Another main finding of our study was the observation that patients with congestive heart failure had significantly less epicardial fat mass than healthy subjects with comparable age, BMI, and BSA. Similar results were reported in a postmortem study by Schejbal (13) who found significantly less epicardial fat in human hearts with signs of congestive heart failure than in hearts without signs of heart failure. Metabolic abnormalities in patients with heart failure or anatomic alterations associated with disturbed cardiac function and geometry are possible explanations for this finding. However, further studies are needed, before firm conclusions can be drawn.

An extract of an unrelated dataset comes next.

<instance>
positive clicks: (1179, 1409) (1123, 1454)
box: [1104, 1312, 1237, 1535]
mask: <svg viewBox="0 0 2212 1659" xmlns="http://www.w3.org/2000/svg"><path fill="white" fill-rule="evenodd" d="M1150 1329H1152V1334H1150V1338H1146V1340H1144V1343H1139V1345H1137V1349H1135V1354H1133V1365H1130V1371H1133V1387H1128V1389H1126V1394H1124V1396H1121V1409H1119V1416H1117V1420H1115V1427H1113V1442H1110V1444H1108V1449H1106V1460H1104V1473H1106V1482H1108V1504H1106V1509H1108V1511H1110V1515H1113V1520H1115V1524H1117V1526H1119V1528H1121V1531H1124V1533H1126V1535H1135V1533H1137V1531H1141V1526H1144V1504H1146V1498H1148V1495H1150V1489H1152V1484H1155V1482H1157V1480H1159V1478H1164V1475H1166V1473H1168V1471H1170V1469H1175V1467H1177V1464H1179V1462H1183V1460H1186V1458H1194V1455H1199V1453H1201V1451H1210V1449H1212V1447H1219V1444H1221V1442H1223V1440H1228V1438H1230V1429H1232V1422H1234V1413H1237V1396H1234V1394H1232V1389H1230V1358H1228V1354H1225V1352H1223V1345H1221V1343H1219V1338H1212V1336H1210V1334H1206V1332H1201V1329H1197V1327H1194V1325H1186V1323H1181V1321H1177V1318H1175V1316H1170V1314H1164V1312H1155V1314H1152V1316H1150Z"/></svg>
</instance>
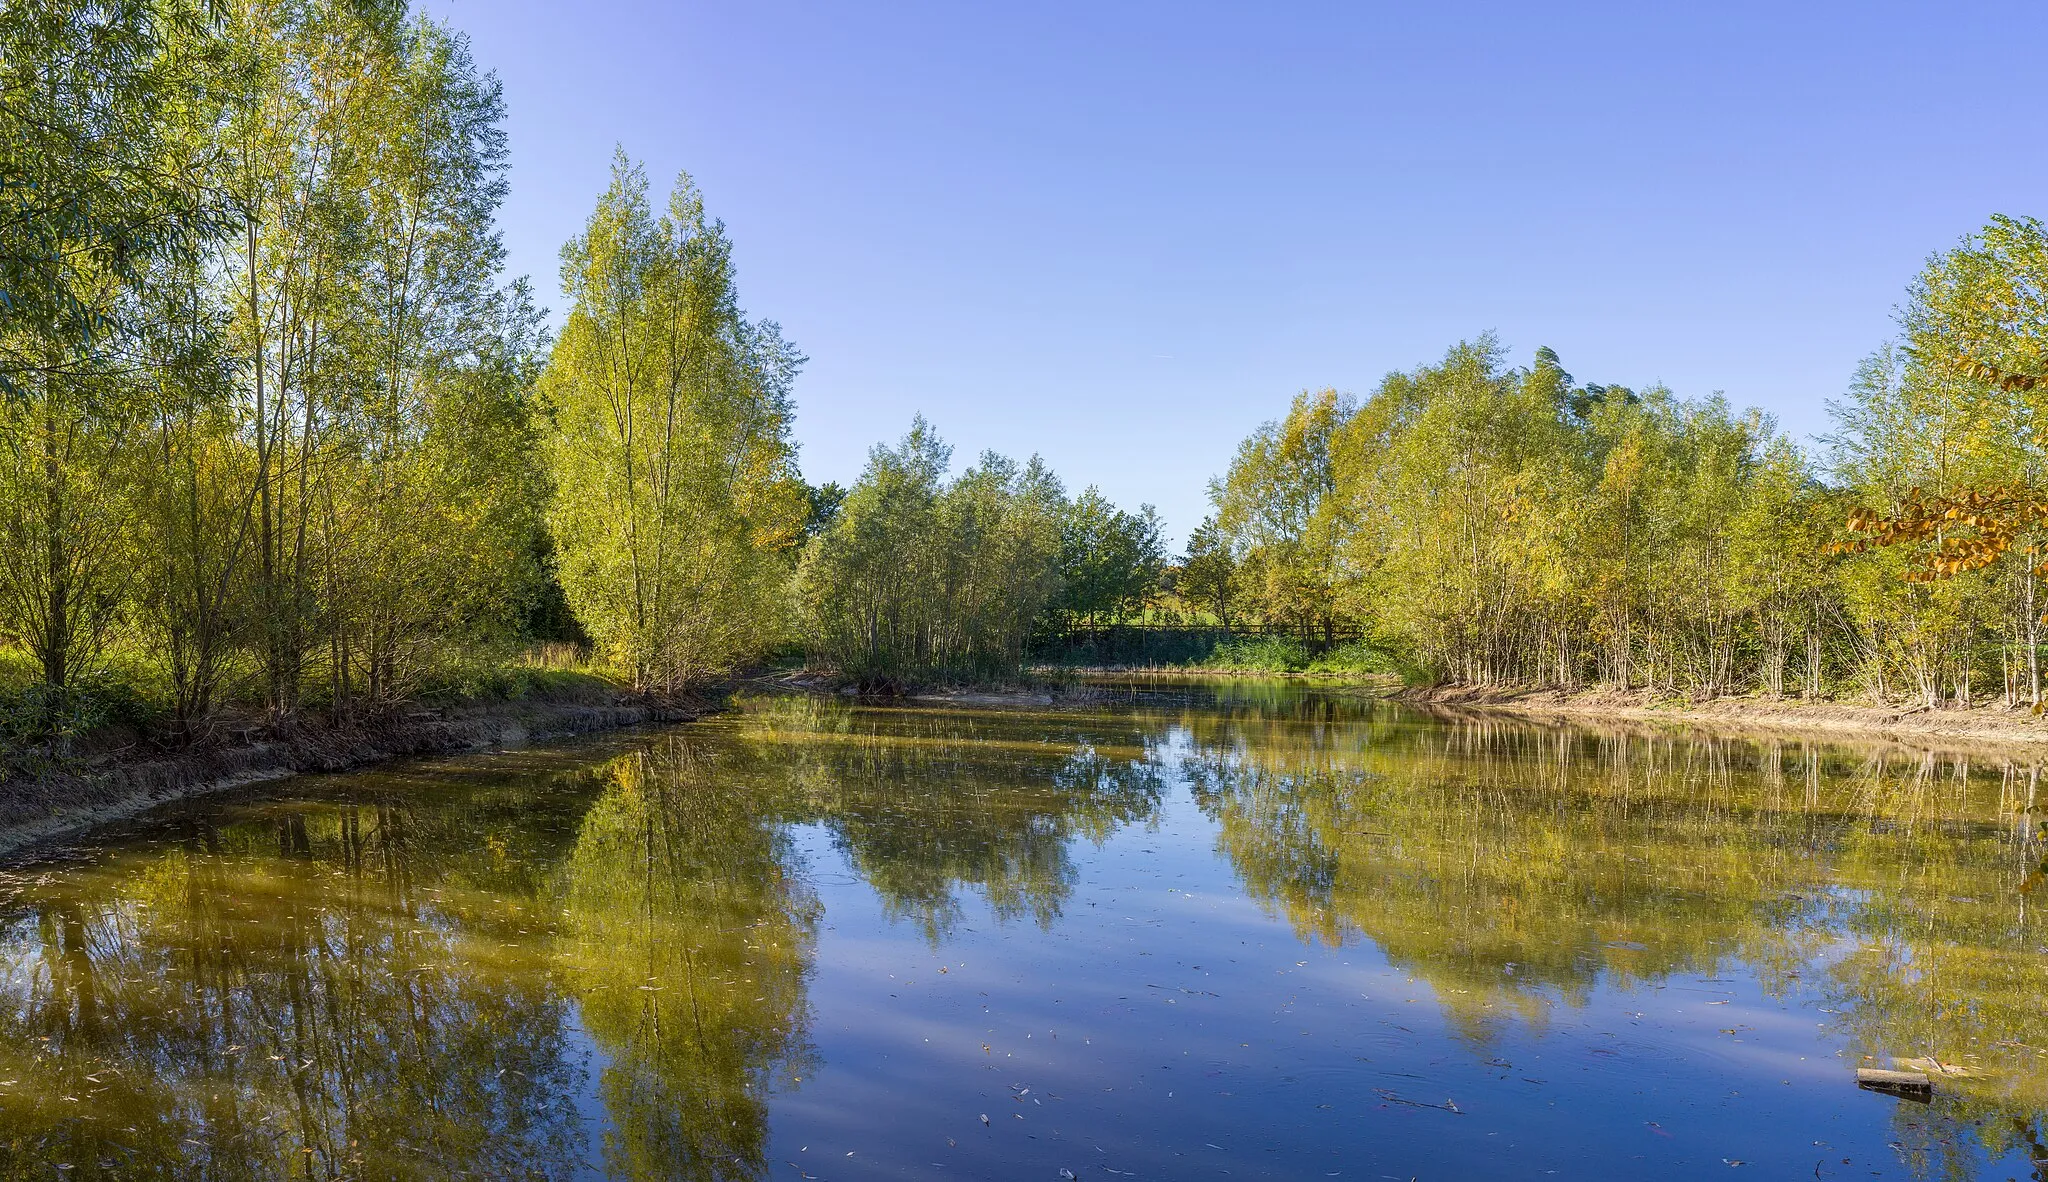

In summary, quantitative assessment of epicardial fat using the CMR-based volumetric approach is feasible and reproducible. We propose this new method as the in vivo reference standard, as it is less susceptible to the individual cardiac anatomy and fat distribution than measurements of epicardial fat thickness at single points. Additionally, the superior interobserver reproducibility of volumetrically measured epicardial fat speaks in favor of this method.

Acknowledgments

There was no funding/outside support for this study.

Footnotes

  • 1 Nonstandard abbreviations: CMR, cardiovascular magnetic resonance; true-FISP, fast imaging with steady-state precession; EFT-4CV, epicardial fat thickness measured in the 4-chamber view; EFT-SAX, epicardial fat thickness measured in the short-axis views; EFT-4CV/SAX, mean value of epicardial fat thickness measurements in the 4-chamber and short-axis views; SD, standard deviation; BSA, body surface area; CV, coefficient of variability.